The ISO/IEC MPEG-2 Advanced Audio Coding (AAC) [1] technology delivers
CD-like or better multichannel audio quality at rates around 64
kbps/channel. It has a flexible bitstream syntax that supports from 1
to 48 audio channels, up to 16 subwoofer channels and up to 16
embedded data channels.  AAC supports a wide range of sampling
frequencies (from 16 kHz to 96 kHz) and an extremely wide range of
bitrates. AAC can support applications ranging from professional or
home theater sound systems to Internet music broadcast systems.
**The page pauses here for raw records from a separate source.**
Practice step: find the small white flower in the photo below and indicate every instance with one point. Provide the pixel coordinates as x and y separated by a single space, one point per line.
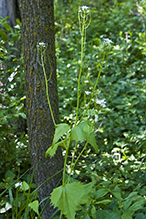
68 65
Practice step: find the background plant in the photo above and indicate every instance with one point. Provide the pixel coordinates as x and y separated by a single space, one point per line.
118 170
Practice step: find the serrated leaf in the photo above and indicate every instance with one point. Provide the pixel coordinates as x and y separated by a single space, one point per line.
78 134
52 150
104 202
9 175
136 206
101 192
23 115
84 131
60 130
6 26
67 198
34 206
126 215
24 186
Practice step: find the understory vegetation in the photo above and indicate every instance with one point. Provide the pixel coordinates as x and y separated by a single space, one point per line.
112 167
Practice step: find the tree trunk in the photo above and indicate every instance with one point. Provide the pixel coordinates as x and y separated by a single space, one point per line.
38 26
8 8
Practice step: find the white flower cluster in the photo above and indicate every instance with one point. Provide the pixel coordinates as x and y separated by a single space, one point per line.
41 44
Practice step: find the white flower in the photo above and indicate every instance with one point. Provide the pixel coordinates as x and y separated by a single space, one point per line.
18 184
107 41
41 44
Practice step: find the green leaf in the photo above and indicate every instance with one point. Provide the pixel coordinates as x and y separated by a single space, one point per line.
24 186
6 26
137 205
101 192
68 198
105 202
60 130
126 215
9 175
3 35
34 206
23 115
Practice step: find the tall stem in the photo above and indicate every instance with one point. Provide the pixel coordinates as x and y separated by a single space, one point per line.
47 92
80 73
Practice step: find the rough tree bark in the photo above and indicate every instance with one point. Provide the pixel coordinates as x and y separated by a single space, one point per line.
38 26
10 8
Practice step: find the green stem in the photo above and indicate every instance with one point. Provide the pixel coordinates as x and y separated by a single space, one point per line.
47 92
65 162
80 73
94 87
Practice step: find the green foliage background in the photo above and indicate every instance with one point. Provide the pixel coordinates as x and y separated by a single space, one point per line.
117 31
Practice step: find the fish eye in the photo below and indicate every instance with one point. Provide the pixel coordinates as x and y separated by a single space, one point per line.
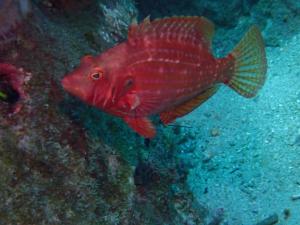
97 75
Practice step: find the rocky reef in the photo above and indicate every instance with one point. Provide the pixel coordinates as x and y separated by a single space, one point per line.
63 162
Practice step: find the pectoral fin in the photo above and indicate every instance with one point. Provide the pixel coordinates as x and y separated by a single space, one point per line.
143 126
185 108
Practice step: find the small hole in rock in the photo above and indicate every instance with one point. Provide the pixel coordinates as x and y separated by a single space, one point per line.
7 93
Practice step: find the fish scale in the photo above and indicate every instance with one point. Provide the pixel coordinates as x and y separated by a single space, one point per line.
166 67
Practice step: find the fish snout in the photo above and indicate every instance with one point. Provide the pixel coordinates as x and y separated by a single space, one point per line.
74 86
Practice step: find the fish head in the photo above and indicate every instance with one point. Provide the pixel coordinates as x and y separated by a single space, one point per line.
98 80
82 81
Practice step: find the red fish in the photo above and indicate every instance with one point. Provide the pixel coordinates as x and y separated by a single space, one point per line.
166 67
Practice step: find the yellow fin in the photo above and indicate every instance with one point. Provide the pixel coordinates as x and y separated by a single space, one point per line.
250 64
187 107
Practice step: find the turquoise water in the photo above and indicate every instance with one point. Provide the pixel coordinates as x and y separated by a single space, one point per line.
232 161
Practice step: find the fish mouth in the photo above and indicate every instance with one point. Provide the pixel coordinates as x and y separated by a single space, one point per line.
73 88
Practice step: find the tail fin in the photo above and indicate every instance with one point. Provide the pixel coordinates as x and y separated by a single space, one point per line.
250 65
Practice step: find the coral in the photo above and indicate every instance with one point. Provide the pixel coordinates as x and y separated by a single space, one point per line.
116 17
63 162
12 12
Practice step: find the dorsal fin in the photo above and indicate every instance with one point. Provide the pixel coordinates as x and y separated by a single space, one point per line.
198 27
187 107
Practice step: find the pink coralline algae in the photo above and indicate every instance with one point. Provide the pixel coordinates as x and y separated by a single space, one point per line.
12 82
12 12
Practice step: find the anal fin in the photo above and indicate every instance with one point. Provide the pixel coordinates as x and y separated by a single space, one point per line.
142 125
185 108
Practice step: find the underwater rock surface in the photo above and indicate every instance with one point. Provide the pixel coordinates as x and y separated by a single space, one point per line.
63 162
233 161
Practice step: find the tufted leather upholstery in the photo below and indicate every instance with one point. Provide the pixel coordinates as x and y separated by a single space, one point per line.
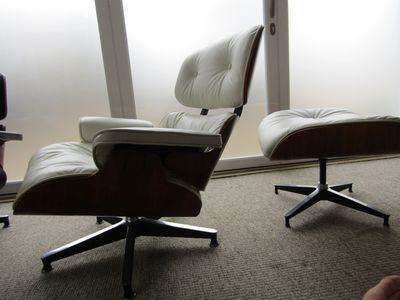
217 76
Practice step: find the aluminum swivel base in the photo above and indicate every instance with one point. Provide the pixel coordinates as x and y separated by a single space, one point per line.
128 229
325 192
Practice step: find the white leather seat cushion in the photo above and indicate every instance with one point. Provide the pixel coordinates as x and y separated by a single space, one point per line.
276 126
58 161
90 126
182 120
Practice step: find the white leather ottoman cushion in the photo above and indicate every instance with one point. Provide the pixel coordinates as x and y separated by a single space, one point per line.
279 125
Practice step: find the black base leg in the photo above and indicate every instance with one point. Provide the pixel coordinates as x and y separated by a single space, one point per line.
342 187
109 220
357 205
309 201
5 220
103 237
151 227
127 270
298 189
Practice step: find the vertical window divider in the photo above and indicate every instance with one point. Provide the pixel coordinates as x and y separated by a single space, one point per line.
117 67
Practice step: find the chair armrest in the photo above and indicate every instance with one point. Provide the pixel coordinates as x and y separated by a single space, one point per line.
156 138
90 126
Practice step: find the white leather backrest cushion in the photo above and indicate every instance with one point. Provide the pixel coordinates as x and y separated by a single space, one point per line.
215 77
187 121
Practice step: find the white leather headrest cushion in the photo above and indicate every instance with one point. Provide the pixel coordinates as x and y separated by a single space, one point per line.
215 77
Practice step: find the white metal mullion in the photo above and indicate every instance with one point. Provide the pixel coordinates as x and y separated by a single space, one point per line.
117 67
277 54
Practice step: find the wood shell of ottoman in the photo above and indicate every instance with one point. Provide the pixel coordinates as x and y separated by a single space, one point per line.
327 133
322 134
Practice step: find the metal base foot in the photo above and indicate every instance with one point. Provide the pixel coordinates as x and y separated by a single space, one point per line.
5 219
127 229
325 192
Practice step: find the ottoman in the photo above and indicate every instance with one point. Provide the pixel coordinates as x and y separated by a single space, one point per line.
322 134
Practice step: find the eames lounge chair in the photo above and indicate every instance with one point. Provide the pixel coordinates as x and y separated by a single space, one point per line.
128 168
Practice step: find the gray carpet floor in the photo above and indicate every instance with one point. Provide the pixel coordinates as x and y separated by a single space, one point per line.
331 252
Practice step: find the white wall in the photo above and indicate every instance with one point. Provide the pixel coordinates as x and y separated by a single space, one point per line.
50 53
345 53
162 33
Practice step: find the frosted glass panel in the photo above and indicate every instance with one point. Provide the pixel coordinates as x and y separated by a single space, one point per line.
345 53
50 53
160 36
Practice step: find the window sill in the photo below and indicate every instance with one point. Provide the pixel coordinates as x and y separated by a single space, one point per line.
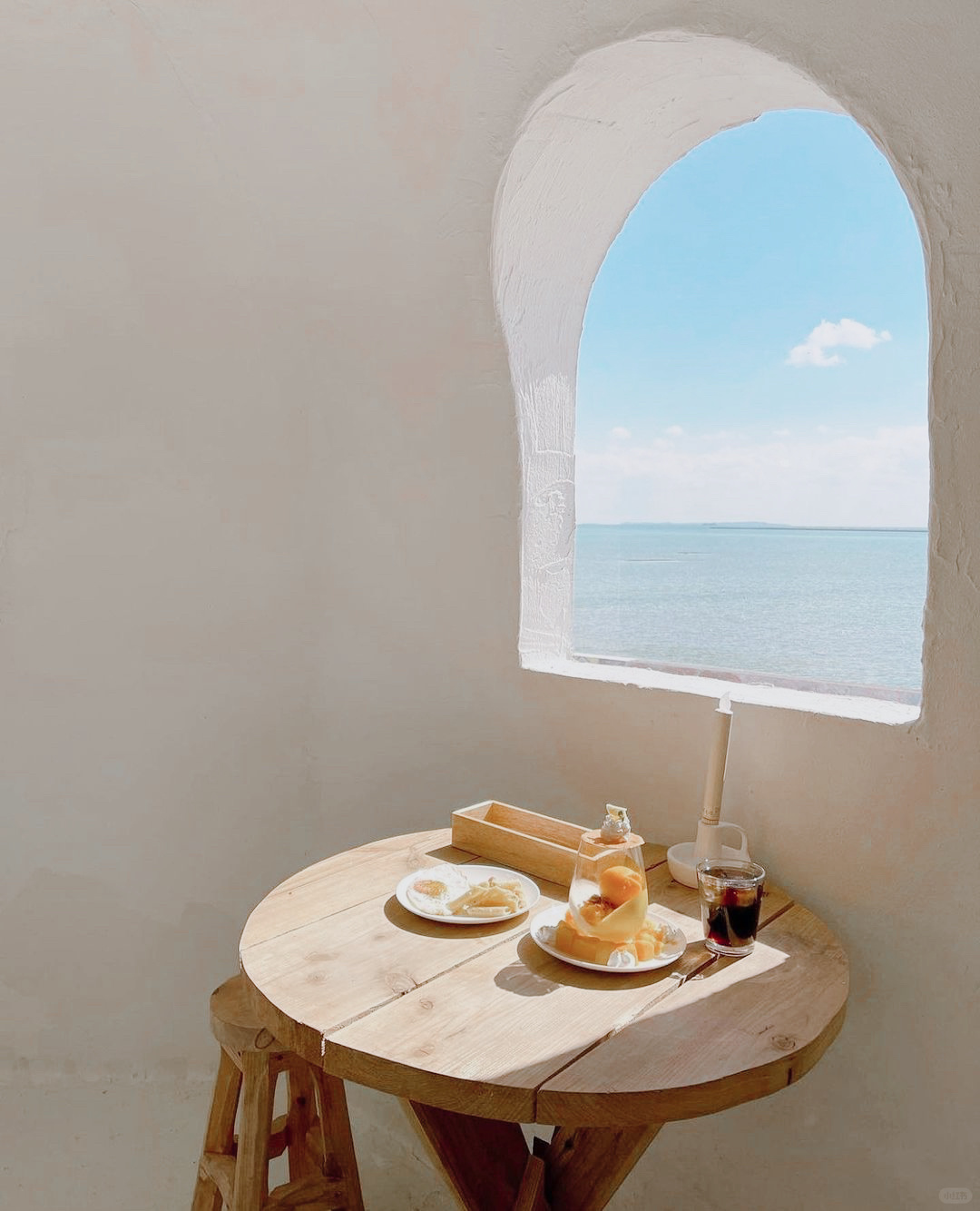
784 696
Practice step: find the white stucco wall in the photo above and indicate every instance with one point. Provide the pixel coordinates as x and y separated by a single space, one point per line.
260 562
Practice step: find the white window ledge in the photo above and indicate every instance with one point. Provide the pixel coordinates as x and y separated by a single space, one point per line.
842 706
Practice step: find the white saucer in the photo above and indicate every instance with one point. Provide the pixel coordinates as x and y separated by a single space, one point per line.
474 874
543 931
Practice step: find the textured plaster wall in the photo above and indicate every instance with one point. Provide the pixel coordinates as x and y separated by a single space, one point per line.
260 565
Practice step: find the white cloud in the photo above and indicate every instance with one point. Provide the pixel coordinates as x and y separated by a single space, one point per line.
813 351
878 478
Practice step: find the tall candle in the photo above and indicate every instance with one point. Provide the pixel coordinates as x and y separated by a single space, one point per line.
714 783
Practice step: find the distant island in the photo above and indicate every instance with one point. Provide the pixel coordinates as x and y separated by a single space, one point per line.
842 529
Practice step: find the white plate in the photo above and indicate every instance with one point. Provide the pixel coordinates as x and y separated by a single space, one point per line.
543 931
474 874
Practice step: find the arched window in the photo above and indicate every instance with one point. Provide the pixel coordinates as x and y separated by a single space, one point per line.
586 154
751 450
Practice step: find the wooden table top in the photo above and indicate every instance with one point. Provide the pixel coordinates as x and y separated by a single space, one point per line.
477 1019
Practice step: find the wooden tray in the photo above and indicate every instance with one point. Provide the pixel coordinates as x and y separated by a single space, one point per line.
540 845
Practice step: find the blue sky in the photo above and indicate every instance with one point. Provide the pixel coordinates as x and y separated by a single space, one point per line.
755 344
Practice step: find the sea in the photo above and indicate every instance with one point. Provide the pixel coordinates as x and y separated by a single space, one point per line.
837 606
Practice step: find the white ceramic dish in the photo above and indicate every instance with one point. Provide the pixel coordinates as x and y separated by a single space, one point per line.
474 874
544 927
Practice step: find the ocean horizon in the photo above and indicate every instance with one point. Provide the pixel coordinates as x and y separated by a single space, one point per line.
831 605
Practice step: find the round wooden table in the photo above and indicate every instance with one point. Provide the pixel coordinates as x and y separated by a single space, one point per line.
478 1030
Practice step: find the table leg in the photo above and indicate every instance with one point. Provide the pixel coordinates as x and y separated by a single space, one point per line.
488 1167
483 1160
584 1167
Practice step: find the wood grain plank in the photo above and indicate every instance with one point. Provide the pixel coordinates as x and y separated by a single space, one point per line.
323 974
347 880
743 1029
485 1038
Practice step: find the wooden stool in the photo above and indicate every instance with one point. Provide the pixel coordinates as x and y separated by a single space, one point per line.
234 1170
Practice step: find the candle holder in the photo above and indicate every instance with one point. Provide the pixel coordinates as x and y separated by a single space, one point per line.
684 858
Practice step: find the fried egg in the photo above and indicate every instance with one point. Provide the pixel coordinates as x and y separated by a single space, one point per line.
432 891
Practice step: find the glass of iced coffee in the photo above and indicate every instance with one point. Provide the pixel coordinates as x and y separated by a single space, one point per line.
731 895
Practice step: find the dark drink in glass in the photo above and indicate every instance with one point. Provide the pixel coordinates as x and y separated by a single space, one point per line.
731 895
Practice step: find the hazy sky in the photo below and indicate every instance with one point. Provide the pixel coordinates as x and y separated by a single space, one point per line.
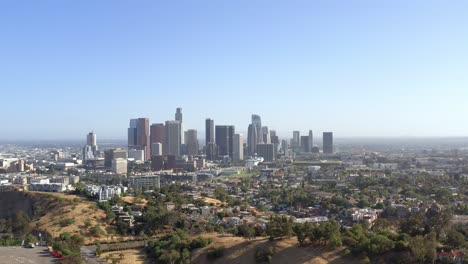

The benefits of using RTP for MPEG-2 AAC data stream transport include:

    i. Provide increased packet loss resilience based on application
    layer framing.

    ii. Ability to synchronize MPEG-2 AAC streams with other RTP payloads

    iii. Monitoring MPEG-2 AAC delivery performance through RTCP

    iv. Combining MPEG-2 AAC and other real-time data streams received
    from multiple end-systems into a set of consolidated streams
    through RTP mixers  

    v. Converting data types, etc. through the use of RTP translators.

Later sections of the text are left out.